Odeniyi demanded that “Airtel Networks Limited must immediately fly all our Four (4) Clients together with an assistant each to the UK or the USA to the best burns center available abroad and pay all medical and incidental fees.”
Titled “EGREGIOUS NEGLIGENCE OF YOUR COMPANY CAUSING FIRE AND EXPLOSION AND RESULTING IN SEVERE LIFE-CHANGING BURNS TO FOUR (4) VICTIMS ON TUESDAY, 19 MARCH, 2024: DEMAND FOR URGENT MEDICAL REMEDIATION AND COMPENSATION TO FOUR (4) VICTIMS,” the letter was addressed to the managing director of Airtel Networks Limited and received by the company on 3 April, 2024.

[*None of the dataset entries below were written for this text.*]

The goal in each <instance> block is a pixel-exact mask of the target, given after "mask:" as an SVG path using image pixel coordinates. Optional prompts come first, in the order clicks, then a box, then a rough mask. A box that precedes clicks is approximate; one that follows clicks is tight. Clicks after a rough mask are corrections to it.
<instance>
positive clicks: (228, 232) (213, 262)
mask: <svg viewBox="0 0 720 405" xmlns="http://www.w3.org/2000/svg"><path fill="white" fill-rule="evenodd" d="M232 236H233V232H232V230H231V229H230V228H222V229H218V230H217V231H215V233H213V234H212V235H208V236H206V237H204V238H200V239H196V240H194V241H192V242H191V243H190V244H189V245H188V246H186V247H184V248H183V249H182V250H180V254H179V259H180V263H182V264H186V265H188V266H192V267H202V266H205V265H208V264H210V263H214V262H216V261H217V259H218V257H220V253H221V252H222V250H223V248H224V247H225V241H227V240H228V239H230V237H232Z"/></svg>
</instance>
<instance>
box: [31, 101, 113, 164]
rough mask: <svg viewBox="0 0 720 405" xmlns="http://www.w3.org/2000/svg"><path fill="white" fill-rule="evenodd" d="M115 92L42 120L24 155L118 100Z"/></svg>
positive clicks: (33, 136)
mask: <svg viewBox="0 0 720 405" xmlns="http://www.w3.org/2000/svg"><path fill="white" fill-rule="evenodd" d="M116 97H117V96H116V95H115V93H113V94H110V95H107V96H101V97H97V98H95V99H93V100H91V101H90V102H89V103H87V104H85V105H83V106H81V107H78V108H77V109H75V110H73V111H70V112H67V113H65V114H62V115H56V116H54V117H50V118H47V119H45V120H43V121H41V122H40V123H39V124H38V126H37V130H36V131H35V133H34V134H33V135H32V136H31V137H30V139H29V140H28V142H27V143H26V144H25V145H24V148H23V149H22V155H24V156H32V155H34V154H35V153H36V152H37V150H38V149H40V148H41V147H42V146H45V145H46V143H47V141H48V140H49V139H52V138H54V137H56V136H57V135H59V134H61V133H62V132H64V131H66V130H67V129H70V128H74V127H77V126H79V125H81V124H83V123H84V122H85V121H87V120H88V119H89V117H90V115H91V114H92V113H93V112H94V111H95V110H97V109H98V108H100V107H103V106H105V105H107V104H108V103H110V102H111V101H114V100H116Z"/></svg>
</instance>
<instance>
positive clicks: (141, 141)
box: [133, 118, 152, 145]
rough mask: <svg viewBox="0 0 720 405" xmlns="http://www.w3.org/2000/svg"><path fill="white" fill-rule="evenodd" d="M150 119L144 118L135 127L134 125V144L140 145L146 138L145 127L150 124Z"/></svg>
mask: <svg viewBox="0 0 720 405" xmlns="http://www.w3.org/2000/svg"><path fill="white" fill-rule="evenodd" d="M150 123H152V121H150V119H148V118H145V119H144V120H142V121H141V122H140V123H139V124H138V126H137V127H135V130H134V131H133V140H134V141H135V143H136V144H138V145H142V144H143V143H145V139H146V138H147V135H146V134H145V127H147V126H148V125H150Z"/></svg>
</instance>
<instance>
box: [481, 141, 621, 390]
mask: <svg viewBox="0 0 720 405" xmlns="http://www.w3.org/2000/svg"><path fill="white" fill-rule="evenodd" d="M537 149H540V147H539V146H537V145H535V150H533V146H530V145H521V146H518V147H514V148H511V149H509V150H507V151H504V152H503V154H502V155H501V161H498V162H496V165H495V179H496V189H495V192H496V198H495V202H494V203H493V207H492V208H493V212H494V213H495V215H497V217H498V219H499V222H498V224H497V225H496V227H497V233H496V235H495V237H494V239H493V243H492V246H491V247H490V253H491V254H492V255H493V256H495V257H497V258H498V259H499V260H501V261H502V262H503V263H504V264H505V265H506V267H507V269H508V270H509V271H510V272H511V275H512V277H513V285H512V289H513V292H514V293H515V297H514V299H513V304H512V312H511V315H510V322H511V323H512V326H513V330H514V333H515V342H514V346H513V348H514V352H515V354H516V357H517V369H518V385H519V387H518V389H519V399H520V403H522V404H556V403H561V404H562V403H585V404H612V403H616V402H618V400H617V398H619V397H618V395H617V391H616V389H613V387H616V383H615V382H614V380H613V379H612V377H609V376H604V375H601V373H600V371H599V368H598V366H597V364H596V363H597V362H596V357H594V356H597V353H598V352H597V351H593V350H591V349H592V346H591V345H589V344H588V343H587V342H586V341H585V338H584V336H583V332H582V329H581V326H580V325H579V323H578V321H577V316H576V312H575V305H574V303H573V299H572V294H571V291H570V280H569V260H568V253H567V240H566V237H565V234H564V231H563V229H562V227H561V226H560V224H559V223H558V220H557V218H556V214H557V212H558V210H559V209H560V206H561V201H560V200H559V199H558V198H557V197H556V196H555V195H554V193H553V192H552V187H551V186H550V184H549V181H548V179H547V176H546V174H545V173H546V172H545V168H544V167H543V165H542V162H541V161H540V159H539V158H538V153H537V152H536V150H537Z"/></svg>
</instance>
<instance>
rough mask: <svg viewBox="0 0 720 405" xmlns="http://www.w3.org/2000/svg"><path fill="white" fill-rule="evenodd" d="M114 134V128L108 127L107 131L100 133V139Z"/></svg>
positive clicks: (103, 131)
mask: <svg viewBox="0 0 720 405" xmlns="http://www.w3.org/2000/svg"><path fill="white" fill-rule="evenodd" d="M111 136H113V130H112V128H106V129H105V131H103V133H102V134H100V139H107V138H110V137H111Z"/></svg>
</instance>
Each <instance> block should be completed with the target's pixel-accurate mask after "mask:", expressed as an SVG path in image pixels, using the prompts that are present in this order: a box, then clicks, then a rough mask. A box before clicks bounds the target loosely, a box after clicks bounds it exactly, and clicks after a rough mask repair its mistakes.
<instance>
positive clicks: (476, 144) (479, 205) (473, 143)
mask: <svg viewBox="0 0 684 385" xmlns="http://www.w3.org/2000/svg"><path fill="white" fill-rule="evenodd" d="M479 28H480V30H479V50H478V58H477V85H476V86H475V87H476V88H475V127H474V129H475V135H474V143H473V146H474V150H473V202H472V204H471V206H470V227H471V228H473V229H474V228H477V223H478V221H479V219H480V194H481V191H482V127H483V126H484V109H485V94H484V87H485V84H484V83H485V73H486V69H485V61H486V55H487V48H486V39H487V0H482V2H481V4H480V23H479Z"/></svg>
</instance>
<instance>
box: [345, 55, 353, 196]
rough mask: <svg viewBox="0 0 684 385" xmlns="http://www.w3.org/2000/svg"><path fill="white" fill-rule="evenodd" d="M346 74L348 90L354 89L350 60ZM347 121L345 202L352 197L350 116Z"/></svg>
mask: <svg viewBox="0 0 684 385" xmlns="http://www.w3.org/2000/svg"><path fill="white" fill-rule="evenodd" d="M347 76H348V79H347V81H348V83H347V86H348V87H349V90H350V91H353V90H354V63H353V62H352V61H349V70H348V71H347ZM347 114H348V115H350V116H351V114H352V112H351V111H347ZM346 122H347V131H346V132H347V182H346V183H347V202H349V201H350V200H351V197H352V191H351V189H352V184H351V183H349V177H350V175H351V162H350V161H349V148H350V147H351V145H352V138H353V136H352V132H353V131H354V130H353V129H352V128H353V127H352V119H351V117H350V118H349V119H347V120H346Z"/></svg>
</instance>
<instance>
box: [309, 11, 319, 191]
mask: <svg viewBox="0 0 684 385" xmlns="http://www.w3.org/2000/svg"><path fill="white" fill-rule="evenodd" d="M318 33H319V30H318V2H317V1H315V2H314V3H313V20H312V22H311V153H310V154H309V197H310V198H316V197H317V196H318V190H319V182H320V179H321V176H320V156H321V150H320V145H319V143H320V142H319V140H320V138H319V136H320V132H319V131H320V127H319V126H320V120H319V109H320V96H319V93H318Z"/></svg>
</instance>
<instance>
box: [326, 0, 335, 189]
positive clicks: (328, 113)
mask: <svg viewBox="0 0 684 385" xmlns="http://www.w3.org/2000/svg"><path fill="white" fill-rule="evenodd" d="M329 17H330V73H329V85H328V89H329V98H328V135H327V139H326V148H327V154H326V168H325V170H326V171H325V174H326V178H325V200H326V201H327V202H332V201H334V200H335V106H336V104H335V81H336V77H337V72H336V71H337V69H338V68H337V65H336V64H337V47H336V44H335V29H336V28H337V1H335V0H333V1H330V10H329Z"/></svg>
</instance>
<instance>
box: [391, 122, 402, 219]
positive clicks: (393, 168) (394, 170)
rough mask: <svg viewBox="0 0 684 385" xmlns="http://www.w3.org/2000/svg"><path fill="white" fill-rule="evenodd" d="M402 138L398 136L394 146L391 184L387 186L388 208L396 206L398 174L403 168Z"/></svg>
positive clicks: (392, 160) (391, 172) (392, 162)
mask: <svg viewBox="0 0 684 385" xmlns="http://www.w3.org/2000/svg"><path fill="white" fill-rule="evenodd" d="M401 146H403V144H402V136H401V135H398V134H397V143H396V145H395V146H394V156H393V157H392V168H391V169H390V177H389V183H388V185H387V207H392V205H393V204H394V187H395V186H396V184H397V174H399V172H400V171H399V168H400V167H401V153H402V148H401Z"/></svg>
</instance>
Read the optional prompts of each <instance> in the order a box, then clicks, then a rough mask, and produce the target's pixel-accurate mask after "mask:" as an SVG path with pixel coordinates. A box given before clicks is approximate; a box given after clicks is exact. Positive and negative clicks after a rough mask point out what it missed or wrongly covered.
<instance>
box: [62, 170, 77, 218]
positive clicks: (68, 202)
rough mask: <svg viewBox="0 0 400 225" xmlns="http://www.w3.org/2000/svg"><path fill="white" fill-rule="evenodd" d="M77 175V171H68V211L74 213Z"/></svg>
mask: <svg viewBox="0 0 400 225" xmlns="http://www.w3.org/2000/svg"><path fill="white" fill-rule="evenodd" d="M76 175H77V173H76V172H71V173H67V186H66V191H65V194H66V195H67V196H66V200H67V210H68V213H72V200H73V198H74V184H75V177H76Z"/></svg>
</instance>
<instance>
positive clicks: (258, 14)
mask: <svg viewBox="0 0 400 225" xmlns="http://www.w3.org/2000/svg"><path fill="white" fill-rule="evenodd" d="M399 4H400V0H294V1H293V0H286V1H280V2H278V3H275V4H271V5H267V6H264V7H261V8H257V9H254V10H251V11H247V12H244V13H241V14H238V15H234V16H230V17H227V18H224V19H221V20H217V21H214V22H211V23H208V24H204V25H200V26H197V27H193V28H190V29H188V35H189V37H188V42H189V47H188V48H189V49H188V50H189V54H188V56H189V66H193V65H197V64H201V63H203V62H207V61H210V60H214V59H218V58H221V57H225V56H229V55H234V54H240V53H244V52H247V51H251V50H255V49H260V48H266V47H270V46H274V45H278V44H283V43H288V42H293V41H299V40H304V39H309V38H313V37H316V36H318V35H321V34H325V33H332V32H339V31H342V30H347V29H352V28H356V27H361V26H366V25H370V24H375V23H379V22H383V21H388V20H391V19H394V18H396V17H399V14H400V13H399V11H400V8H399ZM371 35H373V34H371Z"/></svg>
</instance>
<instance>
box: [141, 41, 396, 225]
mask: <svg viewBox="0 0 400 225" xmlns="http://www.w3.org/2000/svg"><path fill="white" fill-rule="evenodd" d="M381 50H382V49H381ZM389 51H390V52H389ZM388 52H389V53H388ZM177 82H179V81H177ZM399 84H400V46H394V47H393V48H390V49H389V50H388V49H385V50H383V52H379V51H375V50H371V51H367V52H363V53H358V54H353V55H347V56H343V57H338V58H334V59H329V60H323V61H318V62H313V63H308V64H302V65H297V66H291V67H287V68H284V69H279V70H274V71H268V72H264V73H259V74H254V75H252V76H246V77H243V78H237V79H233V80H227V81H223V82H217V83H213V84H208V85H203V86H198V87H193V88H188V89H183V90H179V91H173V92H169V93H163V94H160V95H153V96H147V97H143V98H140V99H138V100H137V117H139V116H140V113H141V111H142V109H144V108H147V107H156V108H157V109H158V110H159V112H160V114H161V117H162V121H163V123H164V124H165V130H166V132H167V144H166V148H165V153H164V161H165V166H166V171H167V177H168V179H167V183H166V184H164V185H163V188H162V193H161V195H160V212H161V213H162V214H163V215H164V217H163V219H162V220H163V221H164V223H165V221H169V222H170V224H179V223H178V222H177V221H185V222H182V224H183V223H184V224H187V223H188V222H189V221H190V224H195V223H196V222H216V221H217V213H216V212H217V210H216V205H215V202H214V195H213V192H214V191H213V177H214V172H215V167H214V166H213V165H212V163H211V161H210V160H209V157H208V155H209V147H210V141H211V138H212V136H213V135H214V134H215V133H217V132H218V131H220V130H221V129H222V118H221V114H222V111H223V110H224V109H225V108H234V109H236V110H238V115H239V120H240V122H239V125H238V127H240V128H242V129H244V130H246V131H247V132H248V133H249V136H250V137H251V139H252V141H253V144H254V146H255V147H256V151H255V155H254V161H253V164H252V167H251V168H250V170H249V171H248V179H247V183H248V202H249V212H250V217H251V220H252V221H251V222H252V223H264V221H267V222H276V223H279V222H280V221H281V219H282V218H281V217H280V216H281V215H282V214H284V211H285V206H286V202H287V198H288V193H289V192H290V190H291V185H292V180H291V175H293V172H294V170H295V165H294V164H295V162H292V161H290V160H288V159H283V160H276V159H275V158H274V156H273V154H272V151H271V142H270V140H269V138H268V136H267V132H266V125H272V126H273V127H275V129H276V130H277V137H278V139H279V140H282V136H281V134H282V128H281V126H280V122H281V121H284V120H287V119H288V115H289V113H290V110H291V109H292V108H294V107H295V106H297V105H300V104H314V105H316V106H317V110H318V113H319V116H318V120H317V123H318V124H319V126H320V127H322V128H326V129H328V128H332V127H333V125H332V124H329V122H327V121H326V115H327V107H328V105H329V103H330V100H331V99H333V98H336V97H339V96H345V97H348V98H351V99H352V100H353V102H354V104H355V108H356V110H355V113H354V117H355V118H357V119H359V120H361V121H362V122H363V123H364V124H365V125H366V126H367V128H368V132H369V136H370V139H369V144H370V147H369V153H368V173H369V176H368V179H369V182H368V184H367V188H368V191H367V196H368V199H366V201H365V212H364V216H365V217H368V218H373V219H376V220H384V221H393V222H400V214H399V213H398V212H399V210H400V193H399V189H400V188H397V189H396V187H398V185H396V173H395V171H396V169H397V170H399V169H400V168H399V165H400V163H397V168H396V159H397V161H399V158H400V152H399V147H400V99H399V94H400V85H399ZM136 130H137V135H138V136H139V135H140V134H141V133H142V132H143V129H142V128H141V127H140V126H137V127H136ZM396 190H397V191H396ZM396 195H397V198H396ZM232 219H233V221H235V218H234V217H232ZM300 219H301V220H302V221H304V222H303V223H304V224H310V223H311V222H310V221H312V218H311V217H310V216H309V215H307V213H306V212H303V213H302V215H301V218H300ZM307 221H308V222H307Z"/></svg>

The human rights activist said the telecoms giant abandoned the victims without any medical care, saying: “Our instruction is that your agents and/or privies, a welder and a diesel supplier negligently executed the tasks given to them by you and in the process, a huge fire explosion ensued at and around the BTS which severely burnt our said Clients who are innocent passers-by and residents of the community to the point where their lives are presently at grave risk and danger.
“This unfortunate incident has caused great discomforts, apprehension, pain, suffering and distress, not only to the victims but to their families who have little or no means to attend to their sudden but urgent medical treatments.
“Our further instruction from our Clients is that your company, despite being aware of the incident through your guard on duty at the BTS, have not showed up at the scene nor interacted with our Clients to the end of bringing succour to their medical and psychological distresses.
“The little financial efforts our Clients could muster have not engendered the vital and urgent responses that the situation warrants from you.”
The senior lawyer demanded that if the telecoms company was not willing to fly the victims abroad for medical care, it should avail them with the “cost of medical assistance of their choice and discretion abroad including skin-grafting and plastic surgery” as well as compensation for loss or reduction of life prospects.
Though the telecoms service provider was asked to “enter into an immediate commitment or undertaking to one of the pathways offered above in items 1 and 2 WITHIN SEVEN (7) DAYS of the date this letter,” it has shunned all entreaties to provide medical assistance to the victims.
Business A.M. was informed that a last-ditch effort by the human rights activist to meet with Airtel’s legal team or its chief executive officer in a desperate bid to obtain urgent medical care for the victims was rebuffed by the company.
The senior lawyer however warned the telecoms giant to “TAKE NOTICE that your BTS at the said location is a potential crime scene for investigation of criminal negligence resulting in the death of one MR. CHIDI EMMANUEL who died from his severe burns at Gbagada General Hospital in addition to the grievous wounds inflicted on our Clients. Any continued operation of the BTS may also unnecessarily inflame passions of the surrounding community and may lead to a breach of the peace.”